Experimental design and modelling of removal of dyes using nano-zero-valent iron: a simultaneous model

Abstract

ABSTRACT The aim of the present study is to remove dyes from aqueous solutions since the dye compounds are harmful to human life and the environment. Nano-zero-valent iron particles were synthesised and used to remove the synchronisation of Direct Red-31 (DR-31) and Direct Brown-2 (DB-2). Nano-zero-valent iron particles were characterised using SEM (scanning electron microscopy) and XRD (X-Ray Diffraction) analysis. The effects of five influential variables were investigated on the dye removal including DR-31 and DB-2 concentrations (4–20 mg L−1), NZVI dosage (0.15–0.95 g), pH of the solution (5–9) and contact time (20–140 s). In order to improve the conditions, the response surface methodology (RSM) approach was applied using the central composite design (CCD). The response for the removal of DR-31 and DB-2 was predicted second-order polynomial models. The Analysis of Variance (ANOVA) presented that second-order models, with high F-value, were so remarkable in order to eliminate the simultaneity of dyes.
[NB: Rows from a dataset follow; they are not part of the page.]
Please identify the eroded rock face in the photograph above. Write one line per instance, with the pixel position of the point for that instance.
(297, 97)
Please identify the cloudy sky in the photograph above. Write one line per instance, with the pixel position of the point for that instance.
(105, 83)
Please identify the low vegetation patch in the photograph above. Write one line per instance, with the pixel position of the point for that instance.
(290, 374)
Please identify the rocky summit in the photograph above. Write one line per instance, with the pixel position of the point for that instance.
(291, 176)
Based on the results of the perturbation plot, NZVI dosage and pH of the solution had the most effect on the removal of the dye mixture compared to three other factors. The optimum variables are achieved: NZVI dosage (0.75 g), DR-31 concentration (12.00 mg L−1), DB-2 concentration (12.00 mg L−1), contact time (110.00 s) and pH of the solution (6). Under optimal conditions, the removal rate of DR-31 and DB-2 was 91.03% and 94.57%, respectively. The NZVI can be used effectively to salvage pollution problems posed by anionic dyes in the environment.